This tutorial is tailored for intermediate IT administrators or full-stack developers seeking guidance on setting up and publishing websites.
We will learn how to setup and configure:
- Linux operating system, Debian12 and Apache2
- MariaDB (InnoDB)
- Virtualmin web hosting control panel
- PHP
- Git and the Tiki Gitlab repository
- Tiki Wiki the website builder
To embark on this Tiki Tutorial, familiarity with shell usage and a basic understanding of server operations is recommended. However, don't hesitate to dive in and learn along the way as long as you're not working with real data initially, in most cases you have the flexibility to terminate and reinstall instances until you successfully configure your Tiki setup.
If experimentation isn't your preference, or if your time is limited and you're in a rush, you can always opt to have someone else handle the setup for you. You can hire me to do it for you or explore the the Tiki Consultants list. Rest assured, with a Tiki Specialist handling the task, you'll receive a professional job well done. 😉
Server preparation
Install an Amazon Lightsail Instance
Log into your AWS Console (or create you account) and look for Lightsail in the search bar.
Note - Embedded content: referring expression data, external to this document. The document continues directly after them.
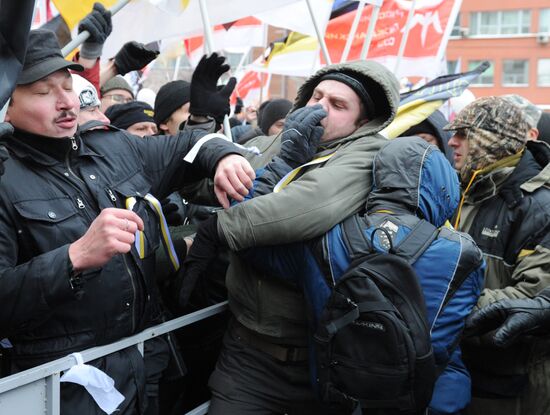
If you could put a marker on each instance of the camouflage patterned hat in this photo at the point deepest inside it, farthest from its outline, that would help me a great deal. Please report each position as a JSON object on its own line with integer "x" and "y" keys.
{"x": 531, "y": 112}
{"x": 495, "y": 129}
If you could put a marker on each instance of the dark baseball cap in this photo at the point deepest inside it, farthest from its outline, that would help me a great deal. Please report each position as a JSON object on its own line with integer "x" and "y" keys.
{"x": 43, "y": 57}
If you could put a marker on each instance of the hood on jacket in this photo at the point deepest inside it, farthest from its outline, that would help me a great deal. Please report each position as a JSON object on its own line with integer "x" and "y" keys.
{"x": 434, "y": 125}
{"x": 414, "y": 176}
{"x": 379, "y": 82}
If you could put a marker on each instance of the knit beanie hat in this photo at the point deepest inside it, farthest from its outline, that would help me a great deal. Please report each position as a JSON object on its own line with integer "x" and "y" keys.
{"x": 116, "y": 82}
{"x": 273, "y": 111}
{"x": 170, "y": 97}
{"x": 495, "y": 129}
{"x": 125, "y": 115}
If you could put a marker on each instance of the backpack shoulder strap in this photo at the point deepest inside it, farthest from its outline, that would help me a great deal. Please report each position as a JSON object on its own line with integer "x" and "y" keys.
{"x": 416, "y": 242}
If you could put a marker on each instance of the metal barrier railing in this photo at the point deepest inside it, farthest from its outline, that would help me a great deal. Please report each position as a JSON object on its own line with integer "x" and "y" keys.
{"x": 36, "y": 390}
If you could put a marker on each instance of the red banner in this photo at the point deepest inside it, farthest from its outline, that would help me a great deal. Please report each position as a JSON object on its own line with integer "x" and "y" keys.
{"x": 426, "y": 34}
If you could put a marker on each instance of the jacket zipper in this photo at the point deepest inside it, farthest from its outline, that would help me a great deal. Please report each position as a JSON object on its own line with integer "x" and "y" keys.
{"x": 111, "y": 195}
{"x": 79, "y": 200}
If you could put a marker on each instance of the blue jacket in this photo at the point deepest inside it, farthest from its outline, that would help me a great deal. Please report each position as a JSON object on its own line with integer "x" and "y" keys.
{"x": 412, "y": 179}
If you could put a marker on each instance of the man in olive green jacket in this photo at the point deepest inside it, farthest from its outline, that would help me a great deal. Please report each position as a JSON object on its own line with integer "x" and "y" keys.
{"x": 263, "y": 366}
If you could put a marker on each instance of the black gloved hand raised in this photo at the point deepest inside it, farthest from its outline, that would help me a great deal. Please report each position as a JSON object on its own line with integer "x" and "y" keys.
{"x": 206, "y": 99}
{"x": 133, "y": 56}
{"x": 301, "y": 135}
{"x": 5, "y": 129}
{"x": 98, "y": 24}
{"x": 204, "y": 250}
{"x": 512, "y": 318}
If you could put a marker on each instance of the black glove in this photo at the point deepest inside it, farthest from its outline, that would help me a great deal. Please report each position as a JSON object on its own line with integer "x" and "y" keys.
{"x": 5, "y": 129}
{"x": 301, "y": 135}
{"x": 206, "y": 99}
{"x": 98, "y": 23}
{"x": 512, "y": 318}
{"x": 133, "y": 56}
{"x": 172, "y": 212}
{"x": 204, "y": 250}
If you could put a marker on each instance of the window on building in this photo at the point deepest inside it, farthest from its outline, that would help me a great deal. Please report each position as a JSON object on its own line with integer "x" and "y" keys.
{"x": 456, "y": 26}
{"x": 515, "y": 72}
{"x": 544, "y": 21}
{"x": 509, "y": 22}
{"x": 486, "y": 78}
{"x": 543, "y": 72}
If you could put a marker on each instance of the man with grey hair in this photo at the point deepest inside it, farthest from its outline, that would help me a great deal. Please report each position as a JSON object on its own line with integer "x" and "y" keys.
{"x": 72, "y": 204}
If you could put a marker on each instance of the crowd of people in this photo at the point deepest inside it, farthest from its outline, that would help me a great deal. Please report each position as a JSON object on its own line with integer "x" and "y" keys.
{"x": 117, "y": 215}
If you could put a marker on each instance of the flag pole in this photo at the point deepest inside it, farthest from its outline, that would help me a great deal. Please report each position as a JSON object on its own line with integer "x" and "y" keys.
{"x": 209, "y": 48}
{"x": 82, "y": 36}
{"x": 353, "y": 29}
{"x": 320, "y": 37}
{"x": 404, "y": 39}
{"x": 370, "y": 31}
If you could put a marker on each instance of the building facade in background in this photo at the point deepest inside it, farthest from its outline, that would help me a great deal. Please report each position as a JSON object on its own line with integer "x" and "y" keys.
{"x": 514, "y": 35}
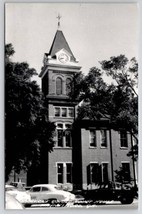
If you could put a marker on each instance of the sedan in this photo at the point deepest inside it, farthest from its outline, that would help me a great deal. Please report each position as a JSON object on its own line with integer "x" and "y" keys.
{"x": 12, "y": 203}
{"x": 21, "y": 196}
{"x": 50, "y": 192}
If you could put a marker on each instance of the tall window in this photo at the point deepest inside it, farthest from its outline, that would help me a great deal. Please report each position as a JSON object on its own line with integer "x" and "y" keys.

Select your instance location (the region you want the server to be set for... the closer to your targeted users the better) and pick your instance image by selecting a platform.
Following our case, pick your instance image by clicking on "Linux/Unix" blueprint choose "OS Only" and select Debian12.x.
Note: Installing Virtualmin requires a pristine OS and server tools or libraries so don't use anything. else than a core basic OS installation.
Below those selectors, you will be asked to use a new default SSH key or to change the SSH key linked to this account if one exist already.
Depending your case, select to use the default key created with your instance (you will need to download it into your computer, user/.ssh folder), upload an existing key or use an existing one for this account.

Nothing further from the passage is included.